Also, to confirm that the data can not be represented by a linear function, we used the 4-plot technique developed by NIST5. This technique facilitates the understanding of the data distribution and its randomness. For this study, identifying these characteristics was necessary to obtain information for the definition of a model which satisfies the studied data set, or that could, at least, eliminate unwanted options. For Linux, the data does not follow a normal distribution, but a long-tailed distribution, so that it is not constant and varies widely, as we can see in Figures 3 and 4. Both analyses showed that the flaw rates were not strongly correlated and they did not fit a normal distribution, which corroborates with the fact that exponential and weibull distributions can model the behavior of defect occurrence in a wide range of software (Penta, 2002; Jones, 1991; Li et al., 2004; Wood, 1996). With this in mind we discarded the possibility of using a linear model.


Figure 3. 4-Plot for CWE 476 – Number of NULL pointer


Figure 4. 4-Plot for CWE 457 – Use of uninitialized variable


Since our proposal is based on low complexity models and linear functions do not fit the data set, we investigated polynomial models. Initially, an identification of outliers (Hawkins, 1980) work was done for the definition of the polynomial models through a technique presented by Tukey (1977), using a box plot. The outliers found were removed to improve the candidate model accuracy. After that, parametric and non-parametric models were built. The non-parametric model is a black box method from which it is not possible to obtain a mathematical function. In this study, it is used as a base for the definition of a parametric model. As a result, we have a function that receives the total number of modules in the project as input and returns the flaw rate as output.

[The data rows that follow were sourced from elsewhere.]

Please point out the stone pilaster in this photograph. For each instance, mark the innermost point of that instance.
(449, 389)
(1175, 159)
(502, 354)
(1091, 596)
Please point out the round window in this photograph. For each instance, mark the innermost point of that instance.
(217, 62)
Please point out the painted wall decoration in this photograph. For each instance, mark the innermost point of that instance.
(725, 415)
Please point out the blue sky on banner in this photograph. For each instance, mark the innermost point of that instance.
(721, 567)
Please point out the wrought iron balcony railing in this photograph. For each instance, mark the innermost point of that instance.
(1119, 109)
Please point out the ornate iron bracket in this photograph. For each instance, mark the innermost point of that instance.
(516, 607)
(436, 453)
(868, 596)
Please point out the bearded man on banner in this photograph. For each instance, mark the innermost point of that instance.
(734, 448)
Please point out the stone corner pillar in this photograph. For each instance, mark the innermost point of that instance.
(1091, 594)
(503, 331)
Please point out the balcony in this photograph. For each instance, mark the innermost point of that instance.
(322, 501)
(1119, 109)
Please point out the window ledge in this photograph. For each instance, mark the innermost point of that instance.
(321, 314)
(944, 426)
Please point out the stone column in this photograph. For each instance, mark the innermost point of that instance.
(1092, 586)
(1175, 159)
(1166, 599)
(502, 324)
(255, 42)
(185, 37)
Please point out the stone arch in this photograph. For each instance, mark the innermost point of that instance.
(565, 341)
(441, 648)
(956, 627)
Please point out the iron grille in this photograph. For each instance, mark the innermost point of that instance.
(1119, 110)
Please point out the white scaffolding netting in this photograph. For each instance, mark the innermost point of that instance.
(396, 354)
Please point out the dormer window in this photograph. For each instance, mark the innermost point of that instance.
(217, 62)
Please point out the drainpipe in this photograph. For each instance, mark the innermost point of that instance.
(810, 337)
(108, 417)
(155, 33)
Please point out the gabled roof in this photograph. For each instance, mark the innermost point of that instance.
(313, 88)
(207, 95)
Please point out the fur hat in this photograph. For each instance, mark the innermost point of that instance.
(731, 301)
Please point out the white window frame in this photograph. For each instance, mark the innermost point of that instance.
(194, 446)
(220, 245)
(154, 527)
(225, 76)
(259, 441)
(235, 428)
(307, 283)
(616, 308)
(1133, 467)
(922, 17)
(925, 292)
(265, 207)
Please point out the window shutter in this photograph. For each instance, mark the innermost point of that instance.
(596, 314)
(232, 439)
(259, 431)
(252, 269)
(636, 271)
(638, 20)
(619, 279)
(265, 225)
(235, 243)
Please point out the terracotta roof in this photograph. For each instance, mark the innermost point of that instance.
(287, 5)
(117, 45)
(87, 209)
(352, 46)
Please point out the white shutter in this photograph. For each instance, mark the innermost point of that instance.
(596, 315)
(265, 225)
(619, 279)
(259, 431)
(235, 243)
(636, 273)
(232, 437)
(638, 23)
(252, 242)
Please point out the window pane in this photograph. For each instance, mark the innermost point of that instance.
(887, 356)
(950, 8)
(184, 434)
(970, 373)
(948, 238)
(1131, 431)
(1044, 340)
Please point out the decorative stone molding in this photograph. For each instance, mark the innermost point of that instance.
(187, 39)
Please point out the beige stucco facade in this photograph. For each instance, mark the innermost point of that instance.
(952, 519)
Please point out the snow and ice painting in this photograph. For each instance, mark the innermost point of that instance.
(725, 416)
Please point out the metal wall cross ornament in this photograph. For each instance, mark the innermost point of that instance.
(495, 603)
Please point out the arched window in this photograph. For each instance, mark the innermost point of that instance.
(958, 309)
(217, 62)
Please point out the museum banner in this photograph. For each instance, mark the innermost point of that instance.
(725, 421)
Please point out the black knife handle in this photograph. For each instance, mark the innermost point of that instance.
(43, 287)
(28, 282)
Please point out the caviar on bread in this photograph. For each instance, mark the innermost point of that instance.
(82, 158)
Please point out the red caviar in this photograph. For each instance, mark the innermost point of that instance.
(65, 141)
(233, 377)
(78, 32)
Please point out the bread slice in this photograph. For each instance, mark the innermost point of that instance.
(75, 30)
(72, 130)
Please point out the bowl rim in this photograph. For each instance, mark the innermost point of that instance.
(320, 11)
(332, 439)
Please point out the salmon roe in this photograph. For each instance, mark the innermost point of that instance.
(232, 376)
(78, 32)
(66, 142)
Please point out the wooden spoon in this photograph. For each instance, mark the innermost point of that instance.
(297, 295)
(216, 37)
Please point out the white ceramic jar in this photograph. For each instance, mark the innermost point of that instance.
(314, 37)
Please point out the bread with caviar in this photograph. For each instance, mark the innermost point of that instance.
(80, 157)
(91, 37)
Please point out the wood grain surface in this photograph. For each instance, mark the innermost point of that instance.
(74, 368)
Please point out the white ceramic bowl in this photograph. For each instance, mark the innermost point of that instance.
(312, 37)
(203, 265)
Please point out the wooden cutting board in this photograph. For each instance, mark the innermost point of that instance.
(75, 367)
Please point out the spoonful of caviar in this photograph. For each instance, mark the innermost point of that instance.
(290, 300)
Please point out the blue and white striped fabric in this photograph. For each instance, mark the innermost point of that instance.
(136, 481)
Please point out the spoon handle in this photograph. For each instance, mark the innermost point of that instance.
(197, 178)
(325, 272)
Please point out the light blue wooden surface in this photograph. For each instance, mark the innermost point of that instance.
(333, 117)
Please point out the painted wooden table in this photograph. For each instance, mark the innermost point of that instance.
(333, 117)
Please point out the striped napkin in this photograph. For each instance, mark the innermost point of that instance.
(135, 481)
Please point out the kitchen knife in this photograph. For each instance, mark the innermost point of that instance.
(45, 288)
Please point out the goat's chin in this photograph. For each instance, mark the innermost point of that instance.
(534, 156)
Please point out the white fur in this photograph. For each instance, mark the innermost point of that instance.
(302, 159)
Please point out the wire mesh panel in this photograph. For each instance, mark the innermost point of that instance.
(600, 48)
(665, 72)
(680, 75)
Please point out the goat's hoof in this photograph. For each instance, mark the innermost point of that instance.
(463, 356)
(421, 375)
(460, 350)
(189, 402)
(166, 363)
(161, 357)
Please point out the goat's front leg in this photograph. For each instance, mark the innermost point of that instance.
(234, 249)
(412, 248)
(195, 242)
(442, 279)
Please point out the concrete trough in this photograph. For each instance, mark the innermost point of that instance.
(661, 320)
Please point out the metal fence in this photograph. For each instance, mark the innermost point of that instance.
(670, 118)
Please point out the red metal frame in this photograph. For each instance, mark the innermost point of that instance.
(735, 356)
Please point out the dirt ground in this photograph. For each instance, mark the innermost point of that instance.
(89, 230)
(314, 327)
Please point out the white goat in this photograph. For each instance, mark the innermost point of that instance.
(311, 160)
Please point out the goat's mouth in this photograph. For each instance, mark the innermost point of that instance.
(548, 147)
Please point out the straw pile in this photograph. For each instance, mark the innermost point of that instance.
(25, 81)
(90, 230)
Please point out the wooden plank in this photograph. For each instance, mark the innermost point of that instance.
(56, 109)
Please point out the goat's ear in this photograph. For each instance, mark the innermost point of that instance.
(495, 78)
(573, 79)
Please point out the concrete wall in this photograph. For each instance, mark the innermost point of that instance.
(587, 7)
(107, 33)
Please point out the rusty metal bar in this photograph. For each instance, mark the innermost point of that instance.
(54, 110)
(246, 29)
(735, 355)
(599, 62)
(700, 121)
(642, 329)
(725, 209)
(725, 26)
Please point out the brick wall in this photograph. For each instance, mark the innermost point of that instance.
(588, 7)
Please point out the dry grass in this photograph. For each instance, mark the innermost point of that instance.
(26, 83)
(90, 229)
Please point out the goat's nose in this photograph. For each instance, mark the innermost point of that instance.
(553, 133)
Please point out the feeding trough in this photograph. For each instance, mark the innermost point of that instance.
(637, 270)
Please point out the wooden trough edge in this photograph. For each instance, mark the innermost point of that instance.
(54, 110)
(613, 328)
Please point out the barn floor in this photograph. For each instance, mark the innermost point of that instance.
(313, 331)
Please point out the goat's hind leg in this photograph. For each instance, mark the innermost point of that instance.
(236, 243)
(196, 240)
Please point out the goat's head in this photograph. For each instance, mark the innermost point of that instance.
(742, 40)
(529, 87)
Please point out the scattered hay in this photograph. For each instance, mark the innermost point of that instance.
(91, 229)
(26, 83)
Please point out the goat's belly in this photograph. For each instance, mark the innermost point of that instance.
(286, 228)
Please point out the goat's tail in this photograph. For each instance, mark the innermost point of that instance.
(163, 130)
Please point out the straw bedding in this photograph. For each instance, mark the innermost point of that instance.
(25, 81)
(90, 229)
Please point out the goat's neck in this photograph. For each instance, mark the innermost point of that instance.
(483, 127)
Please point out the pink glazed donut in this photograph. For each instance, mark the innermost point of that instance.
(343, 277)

We also have used the Locally Weighted Regression (LOESS) non-parametric method to provide a smooth surface using a non-parametric regression (Cleveland and Devlin, 1988). In short, the LOESS method applies several minor regressions to the data set as well as it can guide the definition of a possible parametric model. Therefore, we have applied polynomial regressions to obtain the parametric models definition for this study.Posteriorly, to validate the obtained models, we used the K-Fold cross-validation technique, which consists in dividing the data set in K groups, where one of these groups is used to test the model and the other groups are used to train the model (Picard and Cook, 1984). With this kind of cross-validation, we can test the model with values from different versions of the kernel, obtaining the model prediction error. We use the mean squared error, which guarantees the model reliability, given that this error has a low value. After the validation, the model errors were compared and we could chose the best model, getting to low complexity (polynomial) functions capable of predicting the Linux source code flaw rates proposed in this paper.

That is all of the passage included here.